“Hay gustos exóticos que se casan siempre con todo aquello que los sabios repudian». Baltazar Gracián

Hay temas y personajes que siempre regresan al cine tal vez porque la tentación de contarlos una y otra vez es irresistible, mas probablemente porque cada época los relee a su manera y según su óptica particular. El Titanic es uno de ellos. La lista es interminable y empieza pocos meses después del hundimiento (Saved from the Titanic, 1912). La Wikipedia cuenta 6 títulos franceses, ingleses y americanos, incluido uno alemán de 1943 supervisado por el mismo Joseph Goebbels. En 1953 salen dos filmes para el mercado mundial. El primero, Titanic, dirigido por Jean Negulesco, es un melodrama sin mayor vuelo sobre el reencuentro de una pareja y su consecuente tragedia. Mucho más interesante es un clásico dirigido por Roy Ward Baker, un veterano del periodo clásico del cine inglés llamado A night to remember / Una noche para el recuerdo. Se la puede ver en YouTube en una buena versión y es un deleite porque el drama del Titanic, visto a través de los ojos del segundo oficial y narrado sólidamente por la galería de personajes, desde los oficiales y tripulantes hasta los pasajeros de la clase superior. Y el drama es pautado por la serie de desinteligencia que impidió a otros barcos llegar a tiempo para el rescate. El filme logra un clímax en el momento del abordaje de los botes donde la grandeza y la miseria humana hacen eclosión. Obviamente fue eclipsado por la versión de James Cameron de 1997, que no estaba mal y que ponía al mismo nivel el esfuerzo económico que representaba el barco real y la superproducción que 85 años después contaba su desventura. Tenía una virtud. Los desdichados pasajeros no eran solo los de primera clase sino los de las clases inferiores. Porque la del Titanic es una historia de gente rica y audaz, que de alguna forma es castigada por su arrogancia. Hay, en el fondo, un dejo morboso en la historia del Titanic y la leyenda que lo rodea. Porque  su aura de invencibilidad no pudo con la naturaleza, pero además porque la ingeniería naval del momento lo consideraba “unsinkable”. Inhundible si existiera la palabra en español. Su tragedia es un castigo a la “hubris” del momento y al afán por llegar a puerto un día antes. El iceberg es un castigo, de la naturaleza sin duda, pero es también un mensaje sobre límites que no conviene traspasar.

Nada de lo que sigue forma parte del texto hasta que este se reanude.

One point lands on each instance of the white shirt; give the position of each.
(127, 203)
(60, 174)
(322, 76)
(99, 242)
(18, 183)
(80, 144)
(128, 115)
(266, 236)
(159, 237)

El mismo Cameron firma en 2003 un filme que está en Netflix y que levanta estos fantasmas. Se llama, un poco truculentamente, Fantasmas del abismo. El director junto con su amigo Bill Paxton y un grupo de científicos e historiadores se hunde en un submarino para llegar donde el Titanic y, por medio de dos robots acuáticos, penetrar sus instalaciones y, muy hábilmente, recrear algunas de sus escenas finales. La película, un poco repetitiva en su hora y media de duración, vuelve sobre estos temas. Cómo el constructor le exigió al capitán apurar el trámite para llegar antes, cómo el barco estaba pensado para ser “unsinkable” y cómo sus pasajeros eran la crema y nata de la sociedad. De nuevo la historia gira sobre su propio eje. El Titanic, un barco símbolo de la riqueza, es revisitado por otra riqueza, esta vez tecnológica. Cameron siente un orgullo, muy justificado, en tener el privilegio de poder bajar a ver el barco que lo obsesiona. Porque esta es tal vez la clave de todo el asunto. Cómo el dinero puede comprar la exclusividad de llegar más rápido, de bajar más hondo en el océano, de tutearse con un peligro al cual los demás mortales no tienen acceso. Y esto hermana a los pasajeros de primera clase del Titanic, a Cameron y sus compañeros de exploración y a los cinco billonarios que perdieron la vida hace dos semanas.